I have opened a .parquet dataset through the open_dataset
function of the arrow
package. I want to use across
to clean several numeric columns at a time. However, when I run this code:
start_numeric_cols = "sum"
sales <- sales %>% mutate(
across(starts_with(start_numeric_cols) & (!where(is.numeric)),
\(col) {replace(col, col == "NULL", 0) %>% as.numeric()}),
across(starts_with(start_numeric_cols) & (where(is.numeric)),
\(col) {replace(col, is.na(col), 0)})
)
#> Error in `across_setup()`:
#> ! Anonymous functions are not yet supported in Arrow
The error message is pretty informative, but I am wondering whether there is any way to do the same only with dplyr
verbs within across
(or another workaround without having to type each column name).
arrow
has a growing set of functions that can be used without pulling the data into R (available here) but replace()

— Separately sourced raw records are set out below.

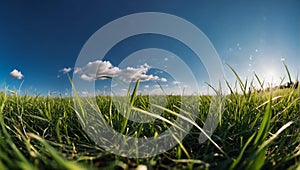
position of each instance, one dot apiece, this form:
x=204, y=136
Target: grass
x=258, y=130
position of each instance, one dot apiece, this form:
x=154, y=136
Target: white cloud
x=163, y=79
x=77, y=70
x=97, y=69
x=66, y=70
x=175, y=82
x=16, y=74
x=86, y=77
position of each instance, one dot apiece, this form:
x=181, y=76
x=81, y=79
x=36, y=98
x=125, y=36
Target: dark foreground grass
x=257, y=130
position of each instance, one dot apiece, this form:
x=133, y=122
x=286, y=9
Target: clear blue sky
x=39, y=38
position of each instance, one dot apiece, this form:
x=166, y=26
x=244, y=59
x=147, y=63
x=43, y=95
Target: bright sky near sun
x=41, y=40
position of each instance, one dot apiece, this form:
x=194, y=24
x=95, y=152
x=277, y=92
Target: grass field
x=258, y=129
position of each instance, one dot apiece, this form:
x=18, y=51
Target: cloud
x=66, y=70
x=98, y=69
x=16, y=74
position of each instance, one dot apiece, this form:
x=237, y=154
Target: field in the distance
x=257, y=130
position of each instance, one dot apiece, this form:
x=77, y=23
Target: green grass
x=258, y=129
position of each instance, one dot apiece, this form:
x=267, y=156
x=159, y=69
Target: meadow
x=259, y=129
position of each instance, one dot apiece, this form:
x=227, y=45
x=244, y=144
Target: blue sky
x=41, y=38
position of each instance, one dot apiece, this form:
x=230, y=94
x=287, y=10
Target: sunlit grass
x=258, y=129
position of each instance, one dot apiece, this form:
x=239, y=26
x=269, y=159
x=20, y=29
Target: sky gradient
x=40, y=39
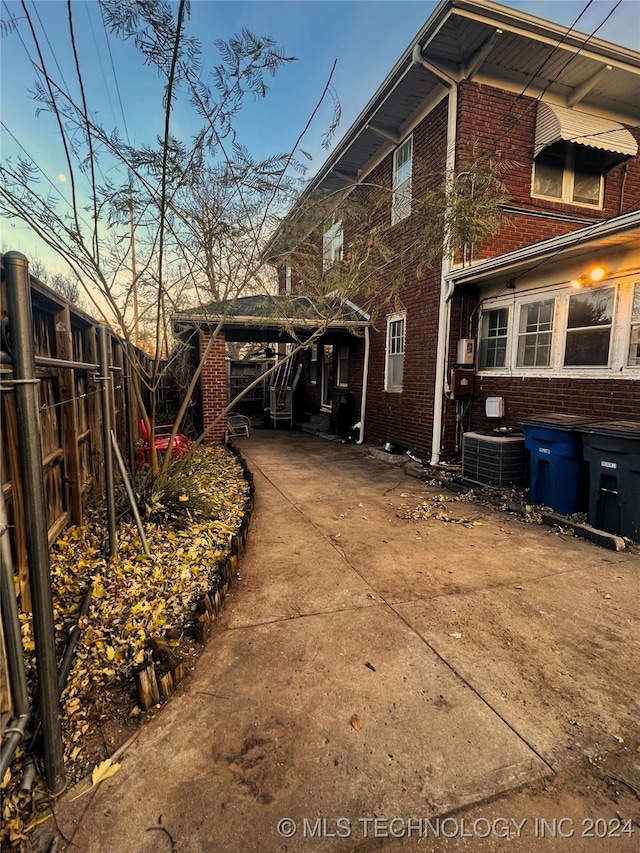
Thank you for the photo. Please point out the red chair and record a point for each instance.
(161, 436)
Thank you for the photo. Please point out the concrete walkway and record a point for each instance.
(372, 667)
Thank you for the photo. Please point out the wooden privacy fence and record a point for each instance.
(70, 419)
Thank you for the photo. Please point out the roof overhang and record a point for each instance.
(274, 322)
(493, 44)
(622, 231)
(556, 124)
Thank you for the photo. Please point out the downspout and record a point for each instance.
(446, 288)
(365, 380)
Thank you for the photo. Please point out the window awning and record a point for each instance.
(557, 124)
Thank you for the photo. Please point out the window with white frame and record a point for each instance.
(568, 172)
(494, 331)
(535, 328)
(332, 241)
(343, 366)
(313, 364)
(402, 169)
(589, 325)
(394, 368)
(634, 342)
(563, 331)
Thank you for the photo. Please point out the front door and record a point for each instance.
(327, 376)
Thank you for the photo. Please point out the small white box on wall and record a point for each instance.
(466, 351)
(494, 407)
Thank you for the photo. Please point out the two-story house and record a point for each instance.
(544, 316)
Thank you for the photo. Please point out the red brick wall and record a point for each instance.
(406, 419)
(213, 383)
(496, 122)
(609, 399)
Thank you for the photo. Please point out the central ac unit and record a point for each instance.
(494, 460)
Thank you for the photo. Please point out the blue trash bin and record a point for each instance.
(612, 449)
(557, 469)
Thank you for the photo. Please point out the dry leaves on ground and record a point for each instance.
(134, 597)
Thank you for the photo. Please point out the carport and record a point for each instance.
(299, 329)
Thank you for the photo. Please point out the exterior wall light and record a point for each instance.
(589, 279)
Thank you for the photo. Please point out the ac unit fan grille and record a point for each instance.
(490, 460)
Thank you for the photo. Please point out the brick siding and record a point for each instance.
(213, 384)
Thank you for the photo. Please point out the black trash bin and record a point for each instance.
(612, 449)
(556, 470)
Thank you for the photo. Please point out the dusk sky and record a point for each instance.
(366, 38)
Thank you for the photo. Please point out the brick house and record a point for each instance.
(548, 311)
(538, 331)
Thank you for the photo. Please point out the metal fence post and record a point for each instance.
(27, 410)
(105, 396)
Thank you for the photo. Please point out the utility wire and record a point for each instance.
(553, 50)
(537, 100)
(115, 78)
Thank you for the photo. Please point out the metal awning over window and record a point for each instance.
(560, 124)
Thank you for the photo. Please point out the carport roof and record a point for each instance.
(269, 317)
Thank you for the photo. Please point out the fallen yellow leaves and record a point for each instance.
(436, 508)
(134, 597)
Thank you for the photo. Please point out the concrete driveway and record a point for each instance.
(373, 668)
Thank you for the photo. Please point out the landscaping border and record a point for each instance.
(157, 679)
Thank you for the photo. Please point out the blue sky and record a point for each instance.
(366, 37)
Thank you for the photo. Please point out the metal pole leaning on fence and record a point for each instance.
(15, 732)
(105, 397)
(26, 391)
(130, 494)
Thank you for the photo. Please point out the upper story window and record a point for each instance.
(569, 173)
(573, 151)
(494, 331)
(394, 367)
(332, 242)
(402, 169)
(313, 364)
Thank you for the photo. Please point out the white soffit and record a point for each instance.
(555, 124)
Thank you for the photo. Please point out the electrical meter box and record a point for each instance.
(466, 351)
(462, 383)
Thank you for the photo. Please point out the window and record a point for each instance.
(493, 337)
(534, 334)
(395, 353)
(402, 167)
(634, 344)
(343, 365)
(589, 328)
(313, 364)
(332, 245)
(568, 172)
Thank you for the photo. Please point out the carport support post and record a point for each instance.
(26, 391)
(105, 397)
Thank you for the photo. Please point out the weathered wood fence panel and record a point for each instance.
(70, 420)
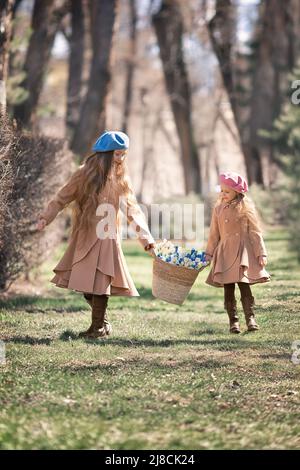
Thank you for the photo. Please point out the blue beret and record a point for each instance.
(111, 140)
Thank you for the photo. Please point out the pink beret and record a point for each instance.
(234, 181)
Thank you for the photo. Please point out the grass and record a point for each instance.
(169, 378)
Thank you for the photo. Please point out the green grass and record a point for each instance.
(169, 378)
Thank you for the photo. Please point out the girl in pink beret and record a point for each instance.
(236, 249)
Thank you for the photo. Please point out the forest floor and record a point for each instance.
(169, 377)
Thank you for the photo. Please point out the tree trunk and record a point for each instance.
(92, 116)
(76, 59)
(273, 58)
(222, 29)
(130, 65)
(46, 18)
(168, 26)
(6, 11)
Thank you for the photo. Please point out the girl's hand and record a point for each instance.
(150, 249)
(41, 224)
(262, 260)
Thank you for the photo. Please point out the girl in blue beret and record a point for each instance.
(93, 262)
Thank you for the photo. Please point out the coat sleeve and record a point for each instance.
(62, 198)
(136, 218)
(214, 234)
(256, 238)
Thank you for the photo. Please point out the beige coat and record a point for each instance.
(235, 248)
(92, 264)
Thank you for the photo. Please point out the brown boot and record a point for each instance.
(97, 328)
(107, 325)
(230, 306)
(248, 303)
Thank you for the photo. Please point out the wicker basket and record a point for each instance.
(172, 283)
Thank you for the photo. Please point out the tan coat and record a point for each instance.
(235, 248)
(91, 264)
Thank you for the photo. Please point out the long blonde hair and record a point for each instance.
(246, 211)
(92, 176)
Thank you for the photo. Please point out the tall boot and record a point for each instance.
(97, 329)
(230, 306)
(248, 304)
(107, 325)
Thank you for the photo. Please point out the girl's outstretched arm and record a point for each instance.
(64, 196)
(137, 220)
(214, 235)
(256, 237)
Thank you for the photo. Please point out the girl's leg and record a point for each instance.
(248, 301)
(100, 325)
(230, 307)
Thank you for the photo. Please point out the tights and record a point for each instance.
(229, 290)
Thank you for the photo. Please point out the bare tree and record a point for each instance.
(168, 25)
(130, 65)
(92, 116)
(76, 60)
(6, 12)
(46, 18)
(257, 103)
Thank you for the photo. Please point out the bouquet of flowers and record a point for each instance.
(174, 254)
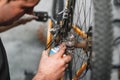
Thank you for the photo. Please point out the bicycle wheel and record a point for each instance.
(102, 38)
(101, 34)
(57, 7)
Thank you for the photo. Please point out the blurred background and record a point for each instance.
(23, 45)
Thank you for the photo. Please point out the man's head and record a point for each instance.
(12, 10)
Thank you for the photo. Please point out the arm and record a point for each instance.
(23, 20)
(52, 67)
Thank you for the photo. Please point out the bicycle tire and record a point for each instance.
(57, 7)
(102, 31)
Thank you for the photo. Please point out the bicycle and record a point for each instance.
(88, 42)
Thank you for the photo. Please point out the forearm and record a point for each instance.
(39, 76)
(17, 23)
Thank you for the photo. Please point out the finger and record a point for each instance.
(62, 45)
(66, 65)
(61, 51)
(67, 58)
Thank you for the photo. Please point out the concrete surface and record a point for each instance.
(24, 48)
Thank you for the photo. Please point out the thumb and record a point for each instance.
(45, 53)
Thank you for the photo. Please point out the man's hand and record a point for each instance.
(12, 10)
(53, 67)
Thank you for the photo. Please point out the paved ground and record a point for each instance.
(24, 49)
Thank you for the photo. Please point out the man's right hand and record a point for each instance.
(53, 67)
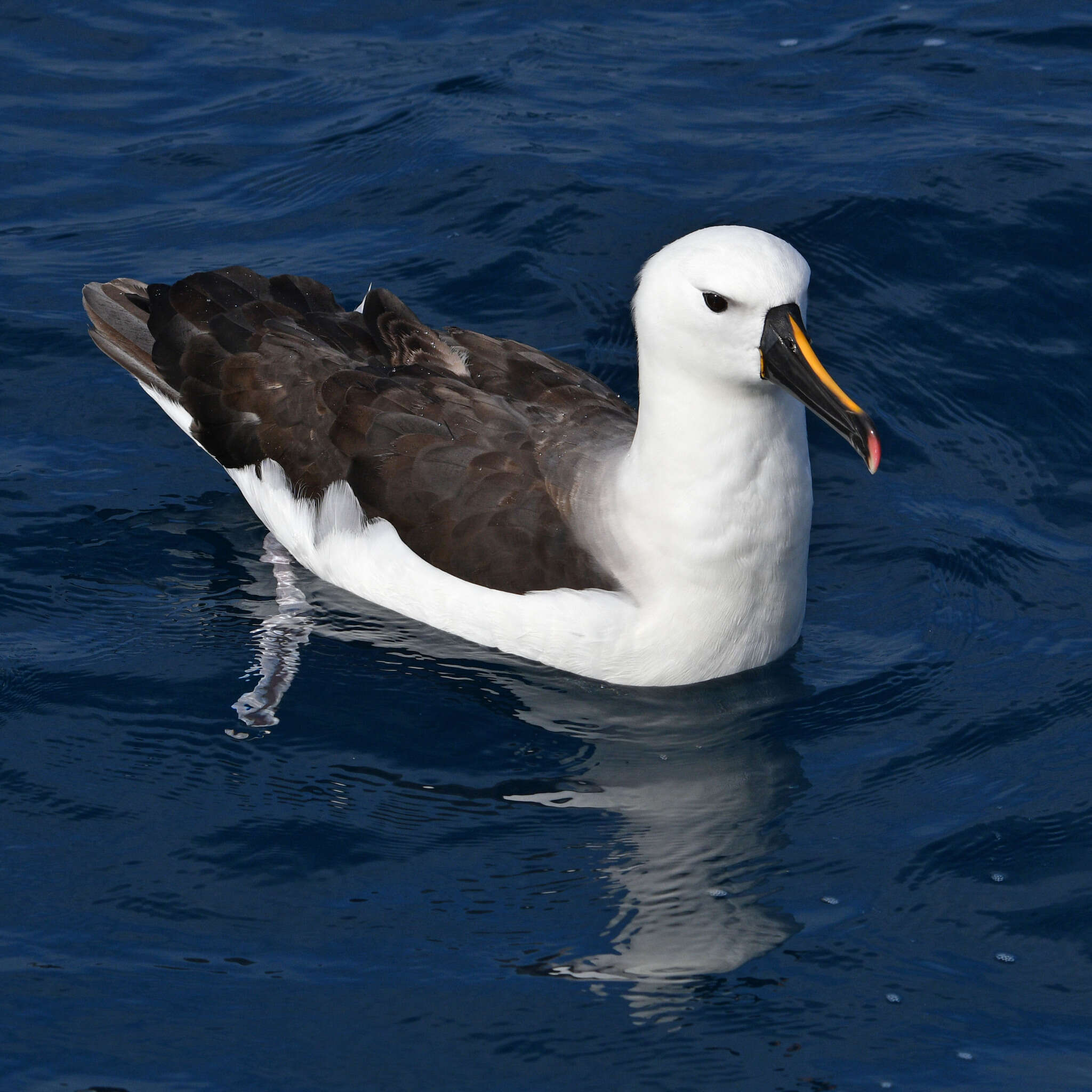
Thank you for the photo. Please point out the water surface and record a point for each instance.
(443, 868)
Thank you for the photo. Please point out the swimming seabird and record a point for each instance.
(486, 488)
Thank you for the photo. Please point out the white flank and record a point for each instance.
(704, 520)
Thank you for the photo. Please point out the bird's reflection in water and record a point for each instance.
(696, 786)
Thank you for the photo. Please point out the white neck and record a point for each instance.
(707, 518)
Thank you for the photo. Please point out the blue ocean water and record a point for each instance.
(447, 869)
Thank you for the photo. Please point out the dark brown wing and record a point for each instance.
(468, 445)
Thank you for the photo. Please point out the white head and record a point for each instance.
(680, 285)
(725, 307)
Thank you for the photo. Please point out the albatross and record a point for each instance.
(484, 487)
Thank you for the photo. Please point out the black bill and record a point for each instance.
(790, 360)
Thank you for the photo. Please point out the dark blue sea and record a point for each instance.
(446, 869)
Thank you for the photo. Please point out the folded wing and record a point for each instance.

is not yet supported. However, you can use ifelse()
/if_else()
/case_when()
. Note also that purrr-style lambda functions are supported where regular anonymous functions are not.
I don't have your data so will use the iris
dataset as an example to demonstrate that the query builds successfully, even if it doesn't make complete sense in the context of this data.
library(arrow)
library(dplyr)
start_numeric_cols <- "P"
iris %>%
as_arrow_table() %>%
mutate(
across(
starts_with(start_numeric_cols) & (!where(is.numeric)),
~ as.numeric(if_else(.x == "NULL", 0, .x))
),
across(
starts_with(start_numeric_cols) & (where(is.numeric)),
~ if_else(is.na(.x), 0, .x)
)
)
Table (query)
Sepal.Length: double
Sepal.Width: double
Petal.Length: double (if_else(is_null(Petal.Length, {nan_is_null=true}), 0, Petal.Length))
Petal.Width: double (if_else(is_null(Petal.Width, {nan_is_null=true}), 0, Petal.Width))
Species: dictionary<values=string, indices=int8>
See $.data for the source Arrow object